Anyone who blames FMGs and DOs for making MD residencies more competitive is ignorant. Specialties that are competitive are competitive b/c a lot of people want to go into them. This pool includes USMDs, some w/excellent apps. This increases the competition for a residency. Since USMDs are the overwhelming of applicants for said residency positions, this is mainly what determines how competitive a specialty is for a given year.

FMGs and DOs also add applicaiton but USMDs start w/a leg up. If a DO/FMG and MD apply for the same position w/the same exact stats, the MD will get the position every time. The only time competition exists is when the DO/FMG has a better application than the MD.

I would have to guess that a lot of the USMDs bitching about the competitiveness of their specialty are prolly the same ones w/inadequate apps relative to the rest of the pool for whatever specialty they are choosing. Instead of blaming DOs and FMGs why not blame those same USMDs who had better apps?
 
Miklos said:
While the leadership of the Klan both regionally and locally included higher class elements, such as Senator Byrd in his "youth", there is no argument that the foot soldiers of the Klan were overwhelmingly rural poor Southern white folk, whose financial and economic interests were most threatened by blacks.
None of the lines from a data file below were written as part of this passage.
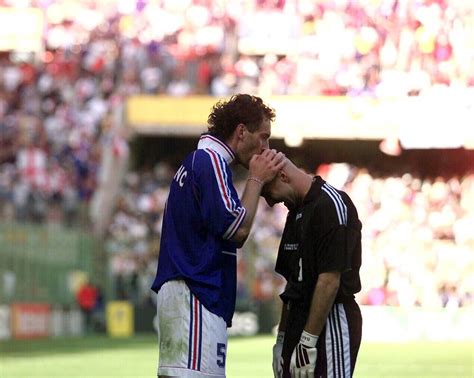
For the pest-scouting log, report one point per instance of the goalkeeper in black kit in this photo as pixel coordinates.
(320, 330)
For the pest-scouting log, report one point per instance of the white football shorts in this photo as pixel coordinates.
(192, 340)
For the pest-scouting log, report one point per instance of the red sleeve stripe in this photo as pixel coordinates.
(235, 224)
(220, 181)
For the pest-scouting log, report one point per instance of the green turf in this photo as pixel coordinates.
(247, 357)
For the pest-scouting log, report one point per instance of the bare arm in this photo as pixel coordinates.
(324, 295)
(262, 169)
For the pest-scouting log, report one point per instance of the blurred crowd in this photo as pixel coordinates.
(417, 238)
(56, 105)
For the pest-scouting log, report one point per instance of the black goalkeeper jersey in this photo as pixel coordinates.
(323, 234)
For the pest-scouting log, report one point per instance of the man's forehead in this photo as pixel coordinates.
(265, 127)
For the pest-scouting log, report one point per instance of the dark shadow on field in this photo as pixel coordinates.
(33, 348)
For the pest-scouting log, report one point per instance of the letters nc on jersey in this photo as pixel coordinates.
(202, 214)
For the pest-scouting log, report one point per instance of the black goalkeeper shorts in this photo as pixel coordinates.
(338, 344)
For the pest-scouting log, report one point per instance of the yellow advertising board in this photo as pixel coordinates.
(120, 319)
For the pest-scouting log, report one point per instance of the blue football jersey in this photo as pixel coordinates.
(202, 214)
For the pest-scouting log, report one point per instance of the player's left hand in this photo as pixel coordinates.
(303, 359)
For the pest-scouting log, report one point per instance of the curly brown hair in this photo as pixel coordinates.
(240, 108)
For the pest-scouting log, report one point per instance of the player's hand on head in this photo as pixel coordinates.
(266, 165)
(303, 358)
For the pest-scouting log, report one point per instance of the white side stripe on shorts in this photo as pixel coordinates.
(338, 354)
(195, 333)
(341, 207)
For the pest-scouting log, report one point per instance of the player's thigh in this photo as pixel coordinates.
(192, 340)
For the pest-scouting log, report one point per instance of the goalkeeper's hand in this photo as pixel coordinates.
(303, 359)
(277, 363)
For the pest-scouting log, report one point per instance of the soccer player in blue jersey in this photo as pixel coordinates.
(204, 223)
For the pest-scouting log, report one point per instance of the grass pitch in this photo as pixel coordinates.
(99, 356)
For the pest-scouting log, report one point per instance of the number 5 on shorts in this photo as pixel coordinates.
(220, 355)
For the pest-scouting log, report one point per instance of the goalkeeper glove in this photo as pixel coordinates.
(303, 359)
(277, 363)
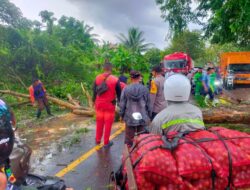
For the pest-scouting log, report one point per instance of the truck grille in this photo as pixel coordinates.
(241, 78)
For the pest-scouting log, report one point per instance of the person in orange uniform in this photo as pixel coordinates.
(106, 88)
(3, 181)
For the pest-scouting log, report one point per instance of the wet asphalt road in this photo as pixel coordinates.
(94, 172)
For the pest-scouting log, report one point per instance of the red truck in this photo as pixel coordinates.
(177, 62)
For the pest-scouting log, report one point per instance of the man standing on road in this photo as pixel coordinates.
(38, 91)
(134, 99)
(180, 115)
(207, 82)
(198, 82)
(157, 100)
(106, 88)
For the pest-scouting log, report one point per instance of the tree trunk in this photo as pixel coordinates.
(89, 98)
(52, 99)
(236, 114)
(72, 101)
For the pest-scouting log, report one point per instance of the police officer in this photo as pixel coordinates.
(198, 82)
(180, 115)
(157, 100)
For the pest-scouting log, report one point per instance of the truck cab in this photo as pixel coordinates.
(236, 65)
(177, 62)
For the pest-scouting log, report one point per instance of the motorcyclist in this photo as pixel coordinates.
(180, 115)
(198, 81)
(134, 99)
(7, 119)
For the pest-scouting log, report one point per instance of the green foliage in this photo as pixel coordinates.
(189, 42)
(125, 60)
(153, 57)
(9, 13)
(177, 13)
(226, 21)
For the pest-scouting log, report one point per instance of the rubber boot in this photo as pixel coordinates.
(48, 110)
(38, 114)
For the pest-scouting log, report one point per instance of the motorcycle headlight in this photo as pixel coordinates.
(217, 83)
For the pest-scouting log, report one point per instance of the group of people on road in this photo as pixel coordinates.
(162, 108)
(207, 83)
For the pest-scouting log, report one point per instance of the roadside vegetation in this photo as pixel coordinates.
(63, 52)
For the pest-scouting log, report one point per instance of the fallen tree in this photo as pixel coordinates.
(219, 115)
(52, 99)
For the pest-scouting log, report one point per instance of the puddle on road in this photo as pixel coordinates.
(46, 139)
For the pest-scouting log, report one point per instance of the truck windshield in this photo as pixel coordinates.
(240, 68)
(171, 64)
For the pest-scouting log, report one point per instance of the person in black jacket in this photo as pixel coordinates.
(134, 98)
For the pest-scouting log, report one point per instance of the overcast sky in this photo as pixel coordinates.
(109, 17)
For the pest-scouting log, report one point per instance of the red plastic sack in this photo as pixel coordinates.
(237, 136)
(241, 177)
(219, 153)
(185, 186)
(143, 183)
(158, 166)
(206, 184)
(192, 163)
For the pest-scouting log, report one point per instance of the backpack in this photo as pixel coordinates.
(136, 105)
(103, 87)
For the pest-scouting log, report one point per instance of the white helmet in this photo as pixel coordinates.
(177, 88)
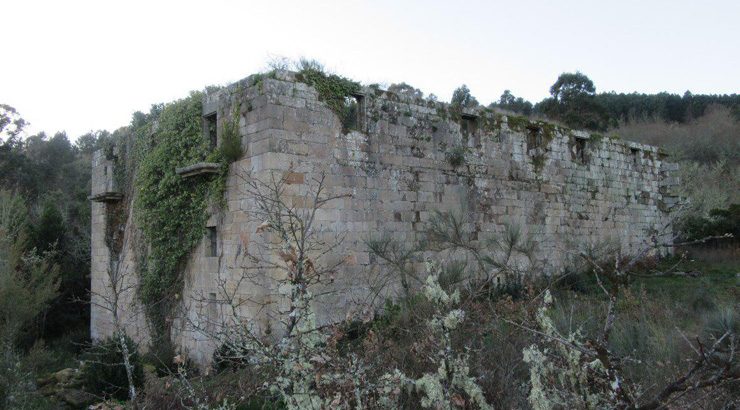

As far as my academic credentials go, I'm willing to bet that with regard to US History they are at least equal to yours.

Stop while you are ahead. You know nothing about racism in America. Actually, there are probably more KKK, neo-nazis, and white supremacists in the northern and western US. Please quit ragging on the south.

With a name like Miklos, you should worry more about socialism in Greece.